Squik language features

Anthony Hannan ajh18 at cornell.edu
Thu Apr 17 06:04:33 UTC 2003


Jesse Welton <jwelton at pacific.mps.ohio-state.edu> wrote:
> Anthony Hannan wrote:
> > I am using the VM term broadly to include all the none image parts of
> > Squeak.  The interpreter is one part of the VM which does have its own
> > instruction set.
> 
> In that case, I'm confused as to why you've said this will have no VM.

Today's non-image parts are in the VM.  I want to move these parts into
the image, so there will be no VM left.  The Interpreter is currently
part of the VM but it will move to the image like everything else.  The
interpreter also happens to have its own instruction set.  And compiled
methods also happen to use this instruction set, though they don't have
too.  In particular some will use machine code, particularly the ones in
Interpreter itself.

These machine code methods will be platform dependent and will have to
be translated when moved to other platforms.  One way to handle this is
to keep the machine code in separate library files that can be compiled
on different machines.  These libraries are similar to a VM but they are
different because they are represented as objects in the image.  Today,
there is no VM object in the image, and even if we did it would be too
big including too many things.  The idea of the NoVM project is to
separate this out into different behaviors/objects like Interpreter,
GarbageCollector, etc., and to implement as much as possible in portable
and convenient Smalltalk and rely on adaptive optimization to make it
fast.

>From now on I will separate the NoVM project from the Squik Language
project, which the rest of this email addresses.

> > > > No Instance Variables
>
> > The purpose of removing instance variable names and replacing them with
> > accessors is so subclasses can override them.  Automatic inheritance of
> > state is too binding to the implementation.  Getting rid of instance
> > variables names means you only inherit behavior.  The number of fields
> > in a subclass is under control of the subclass and is not automatically
> > inherited from the superclass(es).
> 
> Okay, this is actually kind of interesting.  I still think you'll have
> to consider how the field information is displayed in introspective
> tools like the debugger.  The names are far too valuable to simply
> give up.

The compiler can look for all methods that call instVarAt: and do
nothing else (an accessor) and display those in the debugger.

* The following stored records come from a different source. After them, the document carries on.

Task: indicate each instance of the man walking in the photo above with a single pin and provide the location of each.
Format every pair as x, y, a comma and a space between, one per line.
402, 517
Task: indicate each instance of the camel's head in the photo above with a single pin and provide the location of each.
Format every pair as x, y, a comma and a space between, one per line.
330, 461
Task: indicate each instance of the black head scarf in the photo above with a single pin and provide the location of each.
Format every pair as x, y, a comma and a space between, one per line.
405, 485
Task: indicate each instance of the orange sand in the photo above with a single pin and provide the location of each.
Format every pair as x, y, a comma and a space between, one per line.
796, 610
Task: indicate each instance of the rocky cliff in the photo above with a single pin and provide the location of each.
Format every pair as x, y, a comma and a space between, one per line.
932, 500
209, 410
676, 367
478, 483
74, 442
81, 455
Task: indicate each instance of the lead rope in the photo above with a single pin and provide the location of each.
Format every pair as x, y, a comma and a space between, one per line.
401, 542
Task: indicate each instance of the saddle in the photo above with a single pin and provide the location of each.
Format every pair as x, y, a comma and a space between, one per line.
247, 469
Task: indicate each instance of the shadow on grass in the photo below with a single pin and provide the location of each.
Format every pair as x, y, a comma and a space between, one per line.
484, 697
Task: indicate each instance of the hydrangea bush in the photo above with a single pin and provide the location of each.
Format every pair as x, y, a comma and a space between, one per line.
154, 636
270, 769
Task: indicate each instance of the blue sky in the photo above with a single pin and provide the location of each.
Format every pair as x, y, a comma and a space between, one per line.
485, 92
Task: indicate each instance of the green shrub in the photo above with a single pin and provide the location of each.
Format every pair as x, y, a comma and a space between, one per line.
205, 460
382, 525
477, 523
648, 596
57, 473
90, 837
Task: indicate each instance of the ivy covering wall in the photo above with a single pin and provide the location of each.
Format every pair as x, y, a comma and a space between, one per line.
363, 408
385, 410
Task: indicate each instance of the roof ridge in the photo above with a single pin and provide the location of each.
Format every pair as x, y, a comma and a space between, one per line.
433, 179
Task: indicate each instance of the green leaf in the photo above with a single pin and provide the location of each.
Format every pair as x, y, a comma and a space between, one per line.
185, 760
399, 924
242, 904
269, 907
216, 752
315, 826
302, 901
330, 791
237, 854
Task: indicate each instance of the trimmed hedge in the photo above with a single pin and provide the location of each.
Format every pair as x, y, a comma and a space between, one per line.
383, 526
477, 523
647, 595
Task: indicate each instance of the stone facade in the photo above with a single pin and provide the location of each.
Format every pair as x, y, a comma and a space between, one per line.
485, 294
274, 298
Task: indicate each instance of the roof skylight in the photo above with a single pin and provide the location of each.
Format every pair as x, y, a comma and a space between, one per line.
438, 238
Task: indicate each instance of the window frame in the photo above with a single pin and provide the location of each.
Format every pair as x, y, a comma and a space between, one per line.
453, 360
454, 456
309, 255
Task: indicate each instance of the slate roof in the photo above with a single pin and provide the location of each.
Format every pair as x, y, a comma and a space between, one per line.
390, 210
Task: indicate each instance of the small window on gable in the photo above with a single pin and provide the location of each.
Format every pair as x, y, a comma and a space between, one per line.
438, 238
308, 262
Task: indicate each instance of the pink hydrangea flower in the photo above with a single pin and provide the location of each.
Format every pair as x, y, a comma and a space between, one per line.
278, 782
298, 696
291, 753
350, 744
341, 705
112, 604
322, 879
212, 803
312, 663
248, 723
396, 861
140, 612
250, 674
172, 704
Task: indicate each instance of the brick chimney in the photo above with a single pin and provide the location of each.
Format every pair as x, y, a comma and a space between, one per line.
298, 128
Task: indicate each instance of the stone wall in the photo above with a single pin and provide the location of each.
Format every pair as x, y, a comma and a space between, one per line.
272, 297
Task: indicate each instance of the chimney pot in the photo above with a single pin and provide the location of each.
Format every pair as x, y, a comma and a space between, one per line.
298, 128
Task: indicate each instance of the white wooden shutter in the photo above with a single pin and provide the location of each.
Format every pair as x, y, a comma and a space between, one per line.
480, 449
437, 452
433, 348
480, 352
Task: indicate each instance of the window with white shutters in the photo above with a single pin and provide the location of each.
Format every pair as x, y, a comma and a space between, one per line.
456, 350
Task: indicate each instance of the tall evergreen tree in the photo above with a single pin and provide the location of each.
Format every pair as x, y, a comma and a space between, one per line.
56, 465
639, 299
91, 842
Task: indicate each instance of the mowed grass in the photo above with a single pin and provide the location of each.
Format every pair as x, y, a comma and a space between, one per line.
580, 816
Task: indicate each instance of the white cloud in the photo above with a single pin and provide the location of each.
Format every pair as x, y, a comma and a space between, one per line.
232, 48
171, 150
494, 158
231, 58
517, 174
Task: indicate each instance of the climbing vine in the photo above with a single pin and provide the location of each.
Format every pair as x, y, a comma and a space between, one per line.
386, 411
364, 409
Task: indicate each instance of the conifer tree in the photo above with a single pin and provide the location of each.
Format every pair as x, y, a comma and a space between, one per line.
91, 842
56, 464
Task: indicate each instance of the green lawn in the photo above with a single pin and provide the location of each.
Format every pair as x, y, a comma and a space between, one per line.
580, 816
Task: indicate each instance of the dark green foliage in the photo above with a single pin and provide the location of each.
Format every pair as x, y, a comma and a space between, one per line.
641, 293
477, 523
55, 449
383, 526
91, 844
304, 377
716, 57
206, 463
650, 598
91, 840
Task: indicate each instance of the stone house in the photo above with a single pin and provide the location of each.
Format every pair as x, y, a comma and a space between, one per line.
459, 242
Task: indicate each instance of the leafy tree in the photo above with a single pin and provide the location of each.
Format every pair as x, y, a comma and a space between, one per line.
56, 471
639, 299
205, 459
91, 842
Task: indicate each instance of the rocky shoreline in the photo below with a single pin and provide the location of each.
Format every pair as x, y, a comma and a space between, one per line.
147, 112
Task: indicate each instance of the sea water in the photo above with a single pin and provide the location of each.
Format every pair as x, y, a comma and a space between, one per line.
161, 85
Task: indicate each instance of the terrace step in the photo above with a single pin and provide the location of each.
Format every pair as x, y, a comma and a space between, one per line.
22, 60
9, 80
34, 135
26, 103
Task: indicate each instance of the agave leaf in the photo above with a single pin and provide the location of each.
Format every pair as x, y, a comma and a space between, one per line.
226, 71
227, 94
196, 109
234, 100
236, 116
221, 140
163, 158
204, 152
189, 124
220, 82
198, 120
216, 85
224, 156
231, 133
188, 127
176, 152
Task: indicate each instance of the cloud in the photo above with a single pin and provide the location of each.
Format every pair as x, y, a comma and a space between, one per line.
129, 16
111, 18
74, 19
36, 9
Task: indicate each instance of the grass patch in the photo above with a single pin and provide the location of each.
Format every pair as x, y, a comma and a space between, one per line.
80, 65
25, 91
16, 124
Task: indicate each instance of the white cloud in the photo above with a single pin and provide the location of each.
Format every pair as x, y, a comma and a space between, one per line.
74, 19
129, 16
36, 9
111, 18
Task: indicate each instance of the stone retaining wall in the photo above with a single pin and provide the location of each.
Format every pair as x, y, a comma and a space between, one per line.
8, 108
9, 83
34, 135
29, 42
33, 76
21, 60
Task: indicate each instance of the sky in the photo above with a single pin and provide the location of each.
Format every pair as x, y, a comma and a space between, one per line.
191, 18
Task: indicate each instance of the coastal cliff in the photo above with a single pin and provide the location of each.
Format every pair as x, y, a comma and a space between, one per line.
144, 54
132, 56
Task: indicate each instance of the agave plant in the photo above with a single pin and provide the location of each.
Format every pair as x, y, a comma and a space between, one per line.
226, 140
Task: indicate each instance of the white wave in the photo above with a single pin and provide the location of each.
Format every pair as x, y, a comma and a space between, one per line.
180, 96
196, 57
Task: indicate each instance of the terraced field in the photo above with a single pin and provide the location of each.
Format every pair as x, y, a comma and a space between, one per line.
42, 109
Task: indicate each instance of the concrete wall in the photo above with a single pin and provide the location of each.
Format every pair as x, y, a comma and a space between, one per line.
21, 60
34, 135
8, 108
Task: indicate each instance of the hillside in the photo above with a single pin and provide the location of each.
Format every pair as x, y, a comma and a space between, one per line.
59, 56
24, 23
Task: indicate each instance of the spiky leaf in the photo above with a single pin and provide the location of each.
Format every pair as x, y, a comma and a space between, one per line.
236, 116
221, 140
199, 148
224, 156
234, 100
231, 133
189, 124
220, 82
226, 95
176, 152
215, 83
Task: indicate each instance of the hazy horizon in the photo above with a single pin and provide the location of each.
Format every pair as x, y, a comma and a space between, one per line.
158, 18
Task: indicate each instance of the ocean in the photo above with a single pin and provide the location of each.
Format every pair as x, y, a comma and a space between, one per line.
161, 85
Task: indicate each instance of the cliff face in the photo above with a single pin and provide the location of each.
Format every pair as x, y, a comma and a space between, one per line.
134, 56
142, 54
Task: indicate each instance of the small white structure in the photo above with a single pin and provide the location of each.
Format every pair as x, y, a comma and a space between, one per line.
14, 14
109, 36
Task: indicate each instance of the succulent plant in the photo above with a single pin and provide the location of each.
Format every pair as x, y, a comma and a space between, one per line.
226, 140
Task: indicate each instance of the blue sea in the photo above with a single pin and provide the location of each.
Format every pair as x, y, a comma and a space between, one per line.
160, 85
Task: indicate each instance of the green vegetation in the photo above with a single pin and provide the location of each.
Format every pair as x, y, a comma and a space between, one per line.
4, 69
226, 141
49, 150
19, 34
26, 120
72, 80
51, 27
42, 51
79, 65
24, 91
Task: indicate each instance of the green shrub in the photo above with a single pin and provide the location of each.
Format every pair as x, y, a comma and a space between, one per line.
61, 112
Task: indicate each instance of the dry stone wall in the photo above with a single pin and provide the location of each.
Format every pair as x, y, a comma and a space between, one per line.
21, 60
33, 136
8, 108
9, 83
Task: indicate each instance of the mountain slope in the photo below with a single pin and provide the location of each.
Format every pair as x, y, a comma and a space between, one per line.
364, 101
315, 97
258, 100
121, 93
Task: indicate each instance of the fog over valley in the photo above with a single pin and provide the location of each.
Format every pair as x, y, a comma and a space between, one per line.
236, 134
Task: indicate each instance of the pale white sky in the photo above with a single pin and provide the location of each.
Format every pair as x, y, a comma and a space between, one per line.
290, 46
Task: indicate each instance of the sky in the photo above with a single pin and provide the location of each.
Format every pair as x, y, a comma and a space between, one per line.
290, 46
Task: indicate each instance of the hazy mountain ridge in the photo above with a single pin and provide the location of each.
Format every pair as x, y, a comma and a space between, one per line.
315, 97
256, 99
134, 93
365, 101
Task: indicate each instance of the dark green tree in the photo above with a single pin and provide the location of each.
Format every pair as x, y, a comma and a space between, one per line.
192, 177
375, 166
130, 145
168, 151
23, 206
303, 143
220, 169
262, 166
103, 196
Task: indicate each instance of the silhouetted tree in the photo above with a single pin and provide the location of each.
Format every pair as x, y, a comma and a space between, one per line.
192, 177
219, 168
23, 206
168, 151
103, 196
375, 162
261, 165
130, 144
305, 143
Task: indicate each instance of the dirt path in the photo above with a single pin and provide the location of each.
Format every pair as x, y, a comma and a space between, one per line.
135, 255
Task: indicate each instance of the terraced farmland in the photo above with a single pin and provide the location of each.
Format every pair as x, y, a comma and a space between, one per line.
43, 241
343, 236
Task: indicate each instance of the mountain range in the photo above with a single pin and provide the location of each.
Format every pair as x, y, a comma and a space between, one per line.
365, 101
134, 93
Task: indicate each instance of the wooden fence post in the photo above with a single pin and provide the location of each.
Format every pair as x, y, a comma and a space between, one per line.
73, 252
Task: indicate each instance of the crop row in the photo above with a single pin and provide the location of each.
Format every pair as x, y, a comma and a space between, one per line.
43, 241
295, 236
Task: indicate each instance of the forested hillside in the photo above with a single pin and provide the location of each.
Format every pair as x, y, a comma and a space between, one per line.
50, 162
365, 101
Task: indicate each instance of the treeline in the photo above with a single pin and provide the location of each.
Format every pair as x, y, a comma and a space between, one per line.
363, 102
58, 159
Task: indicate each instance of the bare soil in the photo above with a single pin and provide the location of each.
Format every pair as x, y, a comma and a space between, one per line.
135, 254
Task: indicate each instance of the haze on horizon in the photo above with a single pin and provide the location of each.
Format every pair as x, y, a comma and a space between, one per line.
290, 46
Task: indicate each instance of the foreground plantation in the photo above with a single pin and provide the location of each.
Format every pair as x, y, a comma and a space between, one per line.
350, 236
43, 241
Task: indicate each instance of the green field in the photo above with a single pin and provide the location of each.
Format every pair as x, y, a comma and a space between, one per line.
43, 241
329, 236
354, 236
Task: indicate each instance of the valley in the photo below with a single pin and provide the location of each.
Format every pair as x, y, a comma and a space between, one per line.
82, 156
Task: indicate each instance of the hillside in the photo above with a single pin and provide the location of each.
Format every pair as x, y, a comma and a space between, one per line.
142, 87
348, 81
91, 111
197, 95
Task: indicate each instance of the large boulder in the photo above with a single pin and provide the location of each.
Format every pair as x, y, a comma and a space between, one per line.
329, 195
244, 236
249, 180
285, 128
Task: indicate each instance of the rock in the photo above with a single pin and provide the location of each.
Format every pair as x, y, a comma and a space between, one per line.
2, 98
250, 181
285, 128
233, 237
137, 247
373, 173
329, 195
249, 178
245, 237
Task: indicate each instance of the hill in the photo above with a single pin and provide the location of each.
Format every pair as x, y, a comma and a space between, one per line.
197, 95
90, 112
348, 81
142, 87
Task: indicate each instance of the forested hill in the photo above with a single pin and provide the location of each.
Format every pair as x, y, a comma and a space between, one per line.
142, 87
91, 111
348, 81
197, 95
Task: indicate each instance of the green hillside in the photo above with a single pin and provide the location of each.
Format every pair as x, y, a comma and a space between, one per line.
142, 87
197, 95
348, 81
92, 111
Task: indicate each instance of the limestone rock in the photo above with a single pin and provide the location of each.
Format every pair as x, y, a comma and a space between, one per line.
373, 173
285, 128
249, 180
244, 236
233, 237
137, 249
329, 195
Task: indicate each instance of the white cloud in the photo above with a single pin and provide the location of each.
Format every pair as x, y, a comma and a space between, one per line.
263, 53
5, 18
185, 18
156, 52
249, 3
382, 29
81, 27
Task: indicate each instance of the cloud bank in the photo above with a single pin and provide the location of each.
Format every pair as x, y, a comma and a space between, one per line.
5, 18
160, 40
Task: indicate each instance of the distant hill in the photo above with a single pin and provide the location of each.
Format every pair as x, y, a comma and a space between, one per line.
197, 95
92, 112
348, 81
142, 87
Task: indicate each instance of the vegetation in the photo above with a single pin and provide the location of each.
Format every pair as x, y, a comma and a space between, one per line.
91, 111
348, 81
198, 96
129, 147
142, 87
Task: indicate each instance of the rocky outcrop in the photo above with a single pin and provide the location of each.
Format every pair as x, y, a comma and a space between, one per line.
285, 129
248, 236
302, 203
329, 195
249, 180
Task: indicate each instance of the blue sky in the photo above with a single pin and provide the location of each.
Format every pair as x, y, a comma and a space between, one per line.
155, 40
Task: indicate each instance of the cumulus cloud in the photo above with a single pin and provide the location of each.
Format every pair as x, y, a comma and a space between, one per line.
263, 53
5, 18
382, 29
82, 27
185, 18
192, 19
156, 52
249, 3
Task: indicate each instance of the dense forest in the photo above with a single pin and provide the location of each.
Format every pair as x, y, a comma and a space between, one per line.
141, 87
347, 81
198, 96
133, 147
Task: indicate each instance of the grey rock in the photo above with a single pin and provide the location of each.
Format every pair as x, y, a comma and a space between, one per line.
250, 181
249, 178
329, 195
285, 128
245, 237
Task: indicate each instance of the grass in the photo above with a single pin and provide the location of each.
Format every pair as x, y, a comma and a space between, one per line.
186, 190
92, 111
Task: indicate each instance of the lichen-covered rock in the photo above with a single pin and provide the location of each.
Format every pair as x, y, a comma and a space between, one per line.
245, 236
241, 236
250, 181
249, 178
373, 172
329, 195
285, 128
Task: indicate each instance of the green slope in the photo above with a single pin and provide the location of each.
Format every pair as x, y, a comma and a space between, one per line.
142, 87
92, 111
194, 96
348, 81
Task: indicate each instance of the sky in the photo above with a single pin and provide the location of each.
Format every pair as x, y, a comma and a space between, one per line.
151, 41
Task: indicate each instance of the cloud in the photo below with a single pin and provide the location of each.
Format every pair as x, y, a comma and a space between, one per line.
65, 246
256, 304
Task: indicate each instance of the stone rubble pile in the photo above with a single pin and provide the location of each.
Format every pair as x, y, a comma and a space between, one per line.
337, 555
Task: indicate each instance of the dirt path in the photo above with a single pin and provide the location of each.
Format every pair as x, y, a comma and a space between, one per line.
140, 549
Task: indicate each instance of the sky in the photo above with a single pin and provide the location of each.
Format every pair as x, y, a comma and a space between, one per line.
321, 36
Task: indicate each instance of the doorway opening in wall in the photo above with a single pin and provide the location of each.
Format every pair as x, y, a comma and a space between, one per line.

> (Also, now I don't understand what you were talking about
> when you described the compiler automatically recompiling accessors
> when superclasses' ivars are moved about due to MI.)

I was just trying to say that the compiler can warn you when field
positions have to change.  We can even allow the programmer to specify
accessor names and request they be generated and maintained
automatically, relieving him the burden of managing field position.  But
at the low level, which I have been describing, it is just methods that
call instVarAt:(put:).

> > > > No Global or Pool Variables
> > > 
> > > Having scoped environments in place of global and pool dictionaries
> > > seems like a good generalization, but I'm skeptical about tying this
> > > rigidly to the class heirarchy.  One shouldn't need to change the
> > > inheritance structure of a class in order to specify what package
> > > facilities are available to it.  These are independent concepts.
> > 
> > You can think of environments being independent of classes, but you can
> > also think of them as one in the same: one environment per class.  This
> > provides finer granularity of imports and reduces management complexity
> > of maintain and environment hierarchy and a class hierarchy that is
> > intertangled with each other.
> 
> I'm not sure that using inheritance to determine environments does in
> fact reduce management complexity.  It certainly doesn't provide finer
> granularity in principle, since uncoupled environments could be
> defined in arbitrarily fine heirarchies independent of the class
> heirarchy.
> 
> > Finer granularity of imports means a class can only use interfaces it
> > directly imports (via its class variables and inherited class
> > variables).  This provides finer control over security: you can only use
> > what you import.  [...]
> 
> But by linking this to inheritance, you're limiting your flexibility
> to provide security, in that all descendants of a given class always
> have access to that class's imports.

You make a good point: just because some superclass imports some
interface it doesn't mean the subclass should import it as well.  So let
me propose an alternative that I have thought about as well.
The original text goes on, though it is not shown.